The winner will receive 390,000 American Airlines AAdvantage® miles redeemable for 2 round-trip Business Class tickets to New York, two nights at a luxury hotel in New York, two tickets to a Broadway show playing at any Shubert Organization theatre, and a $1,000 gift card for dining and other expenses.
American Airlines Airbus A321T at New York JFK
American Airlines is highlighting — in conjunction with a media promotion — that transcon business class costs 195,000 miles per person roundtrip.
Furthermore the rules of the prize declare that the actual retail value of the miles (for IRS form 1099 reporting purposes) is $7,761 or 2 cents per mile, closer to what American regularly sells miles for, rather than the 3.5 cent value they’ve historically used.
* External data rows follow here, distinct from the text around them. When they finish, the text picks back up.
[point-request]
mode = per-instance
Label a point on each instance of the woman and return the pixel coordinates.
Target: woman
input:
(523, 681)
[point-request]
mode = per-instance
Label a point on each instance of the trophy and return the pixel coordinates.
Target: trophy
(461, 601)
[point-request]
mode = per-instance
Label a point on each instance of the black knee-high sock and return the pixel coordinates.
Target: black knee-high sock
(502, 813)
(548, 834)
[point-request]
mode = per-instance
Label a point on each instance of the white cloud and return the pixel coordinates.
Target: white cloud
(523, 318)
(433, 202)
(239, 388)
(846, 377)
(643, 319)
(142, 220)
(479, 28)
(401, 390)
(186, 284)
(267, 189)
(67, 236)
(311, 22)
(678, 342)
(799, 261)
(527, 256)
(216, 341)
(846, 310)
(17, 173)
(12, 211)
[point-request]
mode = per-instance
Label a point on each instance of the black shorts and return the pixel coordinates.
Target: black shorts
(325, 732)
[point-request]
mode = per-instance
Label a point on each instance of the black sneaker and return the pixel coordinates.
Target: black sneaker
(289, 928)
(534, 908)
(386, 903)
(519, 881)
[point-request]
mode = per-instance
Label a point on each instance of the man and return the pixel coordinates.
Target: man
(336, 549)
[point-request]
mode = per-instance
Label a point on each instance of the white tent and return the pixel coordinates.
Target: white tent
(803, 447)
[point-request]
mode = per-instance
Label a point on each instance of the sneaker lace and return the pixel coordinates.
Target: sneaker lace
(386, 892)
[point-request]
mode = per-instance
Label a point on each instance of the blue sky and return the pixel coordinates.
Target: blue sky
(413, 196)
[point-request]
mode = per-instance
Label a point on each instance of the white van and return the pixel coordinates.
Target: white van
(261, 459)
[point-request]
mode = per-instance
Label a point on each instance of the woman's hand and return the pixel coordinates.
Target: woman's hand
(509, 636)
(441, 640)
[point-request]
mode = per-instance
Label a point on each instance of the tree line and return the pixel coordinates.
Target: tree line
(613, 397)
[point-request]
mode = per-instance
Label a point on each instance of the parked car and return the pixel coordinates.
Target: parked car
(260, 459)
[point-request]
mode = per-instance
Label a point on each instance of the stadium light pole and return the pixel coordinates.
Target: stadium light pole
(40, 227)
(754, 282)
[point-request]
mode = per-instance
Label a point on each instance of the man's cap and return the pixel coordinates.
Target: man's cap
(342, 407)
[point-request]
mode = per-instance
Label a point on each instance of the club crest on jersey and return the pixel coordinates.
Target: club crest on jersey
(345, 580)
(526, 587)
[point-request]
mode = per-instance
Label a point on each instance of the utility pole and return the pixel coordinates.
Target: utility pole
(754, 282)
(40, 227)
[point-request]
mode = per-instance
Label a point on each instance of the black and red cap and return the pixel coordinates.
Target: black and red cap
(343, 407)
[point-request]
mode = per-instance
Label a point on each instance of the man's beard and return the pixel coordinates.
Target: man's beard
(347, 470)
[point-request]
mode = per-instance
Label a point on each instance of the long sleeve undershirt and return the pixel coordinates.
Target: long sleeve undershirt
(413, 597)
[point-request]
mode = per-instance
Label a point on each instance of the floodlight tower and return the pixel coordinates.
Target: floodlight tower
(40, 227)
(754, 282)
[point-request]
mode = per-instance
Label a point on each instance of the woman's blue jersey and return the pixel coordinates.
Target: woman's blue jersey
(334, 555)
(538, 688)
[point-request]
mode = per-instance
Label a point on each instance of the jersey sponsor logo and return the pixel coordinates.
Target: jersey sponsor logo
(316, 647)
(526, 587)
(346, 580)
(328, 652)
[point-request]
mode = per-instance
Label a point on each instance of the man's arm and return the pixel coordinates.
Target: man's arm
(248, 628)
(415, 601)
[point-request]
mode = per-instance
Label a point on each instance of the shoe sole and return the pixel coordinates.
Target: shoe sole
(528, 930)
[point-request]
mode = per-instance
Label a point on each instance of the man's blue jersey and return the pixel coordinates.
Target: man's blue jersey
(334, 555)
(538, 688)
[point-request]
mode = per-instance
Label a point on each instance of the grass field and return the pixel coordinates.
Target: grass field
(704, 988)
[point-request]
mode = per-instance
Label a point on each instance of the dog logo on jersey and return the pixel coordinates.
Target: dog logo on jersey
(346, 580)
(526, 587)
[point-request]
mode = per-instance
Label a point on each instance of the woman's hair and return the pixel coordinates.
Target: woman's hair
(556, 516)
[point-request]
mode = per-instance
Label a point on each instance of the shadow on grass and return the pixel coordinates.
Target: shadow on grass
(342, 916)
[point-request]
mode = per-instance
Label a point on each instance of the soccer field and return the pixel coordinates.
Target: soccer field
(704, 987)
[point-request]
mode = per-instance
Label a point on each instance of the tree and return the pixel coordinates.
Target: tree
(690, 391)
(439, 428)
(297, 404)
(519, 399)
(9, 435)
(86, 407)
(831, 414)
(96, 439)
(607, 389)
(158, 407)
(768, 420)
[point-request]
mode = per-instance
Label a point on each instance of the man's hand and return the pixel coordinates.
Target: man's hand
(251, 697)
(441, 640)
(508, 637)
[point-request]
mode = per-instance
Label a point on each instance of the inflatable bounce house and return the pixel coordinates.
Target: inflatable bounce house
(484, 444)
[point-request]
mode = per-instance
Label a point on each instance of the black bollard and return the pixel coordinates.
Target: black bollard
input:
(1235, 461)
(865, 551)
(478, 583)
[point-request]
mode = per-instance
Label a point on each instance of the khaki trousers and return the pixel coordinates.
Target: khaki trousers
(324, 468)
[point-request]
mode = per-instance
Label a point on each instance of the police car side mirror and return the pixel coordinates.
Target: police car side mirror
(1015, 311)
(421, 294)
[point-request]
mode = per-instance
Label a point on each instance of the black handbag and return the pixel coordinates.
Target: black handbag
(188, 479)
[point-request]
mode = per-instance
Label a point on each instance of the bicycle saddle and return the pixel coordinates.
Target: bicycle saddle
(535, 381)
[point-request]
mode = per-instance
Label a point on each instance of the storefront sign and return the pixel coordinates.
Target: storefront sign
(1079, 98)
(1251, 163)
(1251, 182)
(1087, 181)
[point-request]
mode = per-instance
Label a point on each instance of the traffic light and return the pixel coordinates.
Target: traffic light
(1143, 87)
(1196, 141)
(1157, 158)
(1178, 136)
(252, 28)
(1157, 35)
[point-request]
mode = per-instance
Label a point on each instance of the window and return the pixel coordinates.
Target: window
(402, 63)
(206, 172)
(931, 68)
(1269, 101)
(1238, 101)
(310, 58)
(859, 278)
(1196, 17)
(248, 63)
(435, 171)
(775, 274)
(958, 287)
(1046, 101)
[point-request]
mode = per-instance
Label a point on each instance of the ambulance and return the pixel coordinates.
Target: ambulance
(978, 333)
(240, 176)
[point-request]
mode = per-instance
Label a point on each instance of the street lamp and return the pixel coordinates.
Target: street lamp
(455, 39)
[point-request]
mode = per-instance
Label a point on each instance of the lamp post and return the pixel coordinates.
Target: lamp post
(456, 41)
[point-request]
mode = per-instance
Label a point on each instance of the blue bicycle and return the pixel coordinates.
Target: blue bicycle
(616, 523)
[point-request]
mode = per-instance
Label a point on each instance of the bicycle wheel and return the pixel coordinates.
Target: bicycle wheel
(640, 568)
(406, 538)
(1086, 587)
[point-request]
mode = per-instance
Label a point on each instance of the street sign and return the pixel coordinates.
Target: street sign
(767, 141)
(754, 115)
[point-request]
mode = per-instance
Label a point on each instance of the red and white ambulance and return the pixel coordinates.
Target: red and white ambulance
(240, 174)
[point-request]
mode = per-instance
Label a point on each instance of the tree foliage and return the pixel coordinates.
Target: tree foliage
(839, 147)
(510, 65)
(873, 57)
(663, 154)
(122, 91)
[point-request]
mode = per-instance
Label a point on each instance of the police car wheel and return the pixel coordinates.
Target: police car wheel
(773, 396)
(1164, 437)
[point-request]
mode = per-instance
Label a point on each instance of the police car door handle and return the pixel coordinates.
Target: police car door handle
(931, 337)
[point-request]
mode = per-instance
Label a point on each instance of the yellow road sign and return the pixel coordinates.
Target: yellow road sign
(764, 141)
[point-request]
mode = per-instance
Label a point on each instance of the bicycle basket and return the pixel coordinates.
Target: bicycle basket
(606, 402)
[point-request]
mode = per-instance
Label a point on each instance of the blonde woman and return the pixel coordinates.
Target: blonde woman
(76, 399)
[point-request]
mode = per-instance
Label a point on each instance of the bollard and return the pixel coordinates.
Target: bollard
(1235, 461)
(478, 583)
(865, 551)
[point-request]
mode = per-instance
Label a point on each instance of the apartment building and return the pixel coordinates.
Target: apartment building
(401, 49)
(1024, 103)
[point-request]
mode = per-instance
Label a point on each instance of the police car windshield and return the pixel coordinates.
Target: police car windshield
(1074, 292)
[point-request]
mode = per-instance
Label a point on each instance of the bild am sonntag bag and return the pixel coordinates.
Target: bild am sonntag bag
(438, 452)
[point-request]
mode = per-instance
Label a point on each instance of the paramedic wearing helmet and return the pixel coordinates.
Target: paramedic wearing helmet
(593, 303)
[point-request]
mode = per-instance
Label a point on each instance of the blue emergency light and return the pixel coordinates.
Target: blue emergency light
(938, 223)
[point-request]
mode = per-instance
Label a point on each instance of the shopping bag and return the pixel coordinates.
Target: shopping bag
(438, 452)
If this giveaway generates a 1099 for the miles prize, then how come we don’t receive a 1099 for each of the sign-up bonuses we get with credit cards?
The wording is not very clear, but I think 390k is likely the total for the entire package, not just the flights.
the signup bonuses are a rebate on the shit you bought
@tommyleo because is not a giveaway miles prize. You don’t get it for free, you have to open a credit card a meet a criteria, you are getting something in exchange of something and the miles you receive for use a credit card is considered a rebate which is not taxable.
This is almost as bad as winning a travel package or jewelry on “Wheel of Fortune.”
So, Gary, when’s the next post telling us “act now, great sign-up bonus on AA credit card?”
The credit cards you love so much are a direct factor in the devaluation of RDMs.
@Bob: “The credit cards you love so much are a direct factor in the devaluation of RDMs.”
Actually, I think the most direct devaluation came from AA’s elimination of saver award availability. After all, the 390,000 miles they are giving away pretty well approximates the cost for two AAnytime J awards on the transcon.
@tommyleo IRS has ruled that any miles received from credit cards is considered as a rebate, therefore it would not be treated as income.
@Kenny – nope those are provided separately and valued separately
Lost in the devaluation discussion is that this is KTLA we’re talking about; an unaffiliated LA tv network best know for hours long broadcasts of high speed car chases in the LA area. And this isn’t a new thing, either, they’ve been doing this for 25+ years now! If it’s not enough to avoid AA then the alarms should go off because it’s KTLA.
Sounds like a yuck promotion. Maybe I am missing something.